The S&P 500 index surged to new highs on Thursday, following a drop in the initial jobless claims figures for the week ended June 26.
According to the US Department of Labor data, the number of first-time applicants for unemployment benefits fell from 415K the previous week to 364K. This figure was less than the market consensus of 388K and is the lowest that this number has been since the onset of the COVID-19 pandemic in March 2020.
Rallying crude oil prices helped shares listed in the S&P 500’s Energy Index to lead the charge, notching 1.9% as of writing. The Financials Index is currently up 0.47%.

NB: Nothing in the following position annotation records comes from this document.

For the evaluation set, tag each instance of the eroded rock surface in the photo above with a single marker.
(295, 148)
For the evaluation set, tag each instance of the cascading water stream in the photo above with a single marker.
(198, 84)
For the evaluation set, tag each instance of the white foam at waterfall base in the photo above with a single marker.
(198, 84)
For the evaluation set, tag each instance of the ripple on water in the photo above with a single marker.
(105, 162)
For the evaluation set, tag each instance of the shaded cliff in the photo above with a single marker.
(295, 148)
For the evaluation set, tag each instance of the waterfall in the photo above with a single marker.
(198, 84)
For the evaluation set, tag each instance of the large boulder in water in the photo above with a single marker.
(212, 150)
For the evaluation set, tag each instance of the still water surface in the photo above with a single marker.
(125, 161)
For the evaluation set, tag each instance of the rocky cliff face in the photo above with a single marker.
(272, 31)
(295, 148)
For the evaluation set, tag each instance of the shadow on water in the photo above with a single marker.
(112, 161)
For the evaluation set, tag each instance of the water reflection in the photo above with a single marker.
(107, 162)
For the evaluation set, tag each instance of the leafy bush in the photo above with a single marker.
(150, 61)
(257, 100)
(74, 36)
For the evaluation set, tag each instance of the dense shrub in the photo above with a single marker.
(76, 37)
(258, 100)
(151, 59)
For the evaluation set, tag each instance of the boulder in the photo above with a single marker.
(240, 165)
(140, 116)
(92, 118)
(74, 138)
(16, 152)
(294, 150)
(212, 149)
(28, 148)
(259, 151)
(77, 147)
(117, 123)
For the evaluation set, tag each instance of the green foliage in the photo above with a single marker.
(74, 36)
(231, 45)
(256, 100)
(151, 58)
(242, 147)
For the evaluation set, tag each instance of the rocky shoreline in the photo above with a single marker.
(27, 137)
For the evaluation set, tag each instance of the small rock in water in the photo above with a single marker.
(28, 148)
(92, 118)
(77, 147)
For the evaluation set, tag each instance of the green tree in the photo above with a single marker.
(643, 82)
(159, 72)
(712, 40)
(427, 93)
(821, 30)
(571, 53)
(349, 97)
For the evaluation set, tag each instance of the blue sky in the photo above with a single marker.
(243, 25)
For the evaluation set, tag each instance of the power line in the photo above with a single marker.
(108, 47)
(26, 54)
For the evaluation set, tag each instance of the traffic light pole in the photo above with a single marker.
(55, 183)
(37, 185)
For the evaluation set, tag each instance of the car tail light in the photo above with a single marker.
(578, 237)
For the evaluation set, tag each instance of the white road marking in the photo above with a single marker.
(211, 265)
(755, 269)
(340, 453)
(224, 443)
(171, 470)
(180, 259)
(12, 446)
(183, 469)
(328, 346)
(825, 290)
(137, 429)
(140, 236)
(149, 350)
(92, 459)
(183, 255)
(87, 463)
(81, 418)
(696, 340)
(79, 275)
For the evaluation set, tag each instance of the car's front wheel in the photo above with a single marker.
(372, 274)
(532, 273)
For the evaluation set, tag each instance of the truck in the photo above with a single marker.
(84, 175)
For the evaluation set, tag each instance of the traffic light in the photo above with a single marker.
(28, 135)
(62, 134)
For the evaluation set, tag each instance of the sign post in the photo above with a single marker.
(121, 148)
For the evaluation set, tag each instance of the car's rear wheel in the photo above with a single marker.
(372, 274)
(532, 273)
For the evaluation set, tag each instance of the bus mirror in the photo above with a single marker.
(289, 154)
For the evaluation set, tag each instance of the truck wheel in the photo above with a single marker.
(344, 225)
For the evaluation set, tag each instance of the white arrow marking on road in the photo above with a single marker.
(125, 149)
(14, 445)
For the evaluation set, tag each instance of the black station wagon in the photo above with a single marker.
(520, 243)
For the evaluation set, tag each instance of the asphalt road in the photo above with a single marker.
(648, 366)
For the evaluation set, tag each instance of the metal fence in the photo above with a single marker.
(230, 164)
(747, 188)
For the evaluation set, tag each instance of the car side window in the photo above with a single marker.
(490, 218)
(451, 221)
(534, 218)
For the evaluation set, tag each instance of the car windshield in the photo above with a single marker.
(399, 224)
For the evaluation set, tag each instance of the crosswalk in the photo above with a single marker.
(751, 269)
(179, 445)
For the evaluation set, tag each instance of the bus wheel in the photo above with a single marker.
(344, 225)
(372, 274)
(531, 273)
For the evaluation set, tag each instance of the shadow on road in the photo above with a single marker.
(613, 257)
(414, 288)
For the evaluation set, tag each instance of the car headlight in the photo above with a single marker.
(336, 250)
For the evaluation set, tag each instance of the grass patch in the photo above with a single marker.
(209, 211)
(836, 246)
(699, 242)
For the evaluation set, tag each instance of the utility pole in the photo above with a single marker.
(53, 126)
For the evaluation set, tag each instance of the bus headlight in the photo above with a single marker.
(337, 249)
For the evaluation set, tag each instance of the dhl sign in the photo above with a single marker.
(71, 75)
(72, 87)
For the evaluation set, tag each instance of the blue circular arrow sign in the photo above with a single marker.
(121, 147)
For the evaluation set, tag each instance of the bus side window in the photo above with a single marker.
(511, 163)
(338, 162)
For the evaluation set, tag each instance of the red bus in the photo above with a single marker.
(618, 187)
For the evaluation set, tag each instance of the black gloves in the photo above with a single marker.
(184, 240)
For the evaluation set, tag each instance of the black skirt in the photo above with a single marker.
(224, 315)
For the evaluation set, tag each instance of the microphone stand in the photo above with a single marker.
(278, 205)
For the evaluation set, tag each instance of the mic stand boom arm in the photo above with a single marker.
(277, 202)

The stellar initial jobless claims data has helped boost sentiment on the S&P 500 ahead of tomorrow’s Non-farm Payrolls report. Traders and investors would be watching to see if public sector employment improves to an extent where the Fed may start to consider early tapering.
The redrawn Fibonacci extension levels from our previous charts start at the 25 March low, move to the 7 May high, and end at the 19 May low. The recent upsurge puts the price past the 4301.30 resistance identified in several previous articles, converting this level into new support. Price is now aiming for the 4368.25 price mark (78.6% Fibonacci extension) as the new resistance mark.
On the flip side, a decline below 4301.30 allows the price to target the 4257.90 support (15/23 June highs), with 4220.63 and 4200 serving as additional targets to the south.